There he is, standing triumphant amidst the ruins of a regime that had lost India even before the election. The rareness of his story is that, this moment is not marked by the enormity of the humiliation suffered by those who deployed the worst adjectives to demonise him but by the mind of the winner. In a country where unconcealed ambition is frowned upon by moral harrumphers, he played out his passion for power with a kind of flamboyance that may have alienated the grandees in his own party and a section of Indians, but it was a measure of his confidence, of his belief in himself, of his ability to defy every barrier built on the way. It was an exceptional sight of a man taking control of, and shaping, his destiny against the heaviest odds; in the end, he convinced the doubters that it is not always the case that history makes use of smart leaders. The smartest makes use of history, as Modi, the man who came from nowhere, the man who changed the conversation, did.
That is why Modi in New Delhi is made possible by the Modi for whom the Capital of India was another planet, of entitlement and entrapment, till 16 May. For more than six decades of Independence, the highest seat of power was inaccessible—and incomprehensible—to those who didn’t belong here. Membership was accorded by committees and cabals, backroom consensus and bloodline affiliations—it was an insider’s trade. Modi was elsewhere, not merely dreaming up his own Delhi, but challenging the limits of a political culture built on hierarchies and the wisdom of elders to achieve, or maybe even create, his own Delhi. This moment marks a cultural shift, the magnitude of which is unprecedented.
The making of one man and his belief system have become, for the first time in the political evolution of India, the national narrative of re-invention. A lesser man would not have gone beyond a mention in the glossary of political infamy. If it were someone other than Modi, he would have perished in the embers of Gujarat 2002. Modi maintained his balance even as the ground beneath him shook, for he was determined to travel far beyond the Sabarmati. In the first election he fought and won, the afterglow of 9/11 providing the backdrop, it was not development that he spoke, and it was not Gujarat that he was addressing—both were too obvious to be stressed. He was in a conversation with India, and he borrowed his metaphors from the global text of terror. It was his way of expanding his space in national consciousness. All the successive three elections he won in Gujarat were referendums on him, and by the time he achieved the hat- trick in his home state, he was already India’s most popular politician, and the only one with an argument for change. He himself became the argument, he made himself inevitable for the party and the country.
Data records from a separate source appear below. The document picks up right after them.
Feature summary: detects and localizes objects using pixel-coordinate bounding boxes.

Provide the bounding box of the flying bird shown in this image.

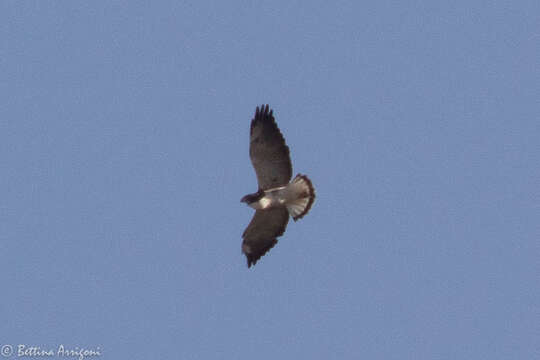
[240,105,315,267]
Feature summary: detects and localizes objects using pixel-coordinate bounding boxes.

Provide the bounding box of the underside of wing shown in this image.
[242,207,289,267]
[249,105,292,189]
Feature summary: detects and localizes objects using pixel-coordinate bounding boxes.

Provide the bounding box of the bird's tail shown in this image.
[287,174,315,221]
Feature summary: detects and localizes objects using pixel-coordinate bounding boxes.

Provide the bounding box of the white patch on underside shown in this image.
[287,198,309,218]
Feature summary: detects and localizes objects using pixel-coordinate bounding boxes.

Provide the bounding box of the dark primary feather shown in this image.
[249,105,292,189]
[242,207,289,267]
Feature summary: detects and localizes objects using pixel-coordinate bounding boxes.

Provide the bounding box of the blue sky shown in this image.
[0,1,540,360]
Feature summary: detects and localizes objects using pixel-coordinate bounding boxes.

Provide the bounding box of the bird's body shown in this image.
[241,105,315,267]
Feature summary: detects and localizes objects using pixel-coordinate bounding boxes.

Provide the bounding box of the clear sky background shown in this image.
[0,0,540,360]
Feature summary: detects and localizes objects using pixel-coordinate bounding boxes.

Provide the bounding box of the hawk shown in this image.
[240,105,315,268]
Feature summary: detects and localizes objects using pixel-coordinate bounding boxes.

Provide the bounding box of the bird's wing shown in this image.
[249,105,292,189]
[242,207,289,267]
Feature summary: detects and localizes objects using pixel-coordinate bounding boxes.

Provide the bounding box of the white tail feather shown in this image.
[287,174,315,221]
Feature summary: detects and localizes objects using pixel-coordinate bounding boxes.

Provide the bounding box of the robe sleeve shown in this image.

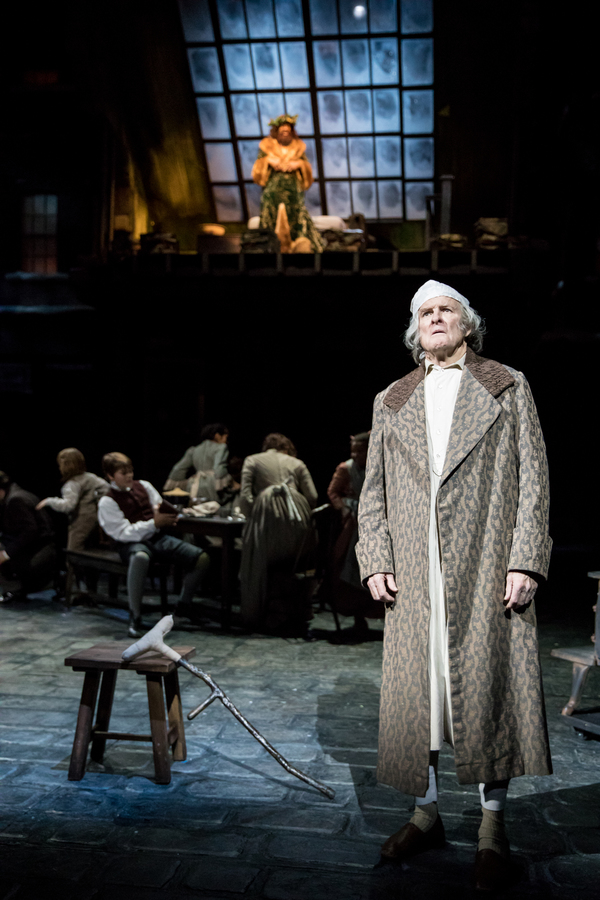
[252,150,269,187]
[296,153,314,191]
[508,372,552,578]
[297,460,319,509]
[327,462,350,509]
[240,456,254,516]
[356,392,395,583]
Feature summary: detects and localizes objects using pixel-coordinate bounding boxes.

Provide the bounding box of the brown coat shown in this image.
[356,350,552,797]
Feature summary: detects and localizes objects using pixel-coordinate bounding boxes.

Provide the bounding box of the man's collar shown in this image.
[383,347,515,412]
[424,350,467,377]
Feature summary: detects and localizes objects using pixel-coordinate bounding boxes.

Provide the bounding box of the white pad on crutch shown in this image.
[122,616,181,662]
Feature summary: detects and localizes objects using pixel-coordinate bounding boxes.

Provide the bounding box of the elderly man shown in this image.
[356,281,551,890]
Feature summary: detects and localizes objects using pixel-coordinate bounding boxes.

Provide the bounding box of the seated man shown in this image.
[98,453,208,637]
[0,472,56,603]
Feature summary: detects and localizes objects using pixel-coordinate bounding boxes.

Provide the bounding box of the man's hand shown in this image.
[153,503,177,528]
[502,572,537,609]
[367,572,398,603]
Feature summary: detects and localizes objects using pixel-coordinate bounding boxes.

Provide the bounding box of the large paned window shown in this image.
[179,0,434,222]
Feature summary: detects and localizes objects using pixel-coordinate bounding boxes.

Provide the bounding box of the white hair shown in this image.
[404,303,485,365]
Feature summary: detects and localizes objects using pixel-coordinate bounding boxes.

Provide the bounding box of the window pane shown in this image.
[213,185,243,222]
[346,91,373,133]
[188,47,223,94]
[404,138,433,178]
[325,181,352,219]
[279,41,308,87]
[317,91,346,134]
[231,94,262,137]
[310,0,338,34]
[275,0,304,37]
[375,137,402,177]
[258,94,284,135]
[373,90,400,132]
[204,144,237,181]
[377,181,403,219]
[217,0,248,38]
[251,44,281,88]
[402,91,433,134]
[179,0,214,41]
[405,181,433,220]
[245,0,276,37]
[402,38,433,87]
[371,38,399,84]
[304,184,321,216]
[196,97,230,140]
[285,94,315,136]
[238,141,258,181]
[352,181,377,219]
[339,0,368,34]
[369,0,397,31]
[244,182,262,219]
[304,138,319,178]
[342,40,371,85]
[349,138,375,178]
[321,138,348,178]
[400,0,433,34]
[223,44,254,91]
[313,41,342,87]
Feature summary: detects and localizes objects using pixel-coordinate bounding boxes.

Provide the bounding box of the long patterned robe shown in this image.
[252,137,323,253]
[357,350,552,797]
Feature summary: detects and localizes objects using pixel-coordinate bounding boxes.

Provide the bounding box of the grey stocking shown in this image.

His 12-year campaign for India was the most audacious project undertaken in India by a politician, but he had that knack, like Barack Obama circa 2008, to turn his biography into national destiny. He was his own Michelangelo, sculpting his personal mythology to perfection. He was his own Boswell, writing his legend in tune with the spirit of the times. When Candidate Modi was the only viable option for his party to regain India, it was the mark of a man who would make himself the only One. Soon, he would make himself indispensable to an India crying out for leadership. On Friday, more fabulous than fateful, the triumphant Modi wrote the first notation of a new India, and his name would acquire the status of being an adjective to a nation that took the most defining Right turn. In retrospect, the age of Atal Behari Vajpayee was a pause, a redeeming pause nevertheless, in the Centre-Leftist march of India.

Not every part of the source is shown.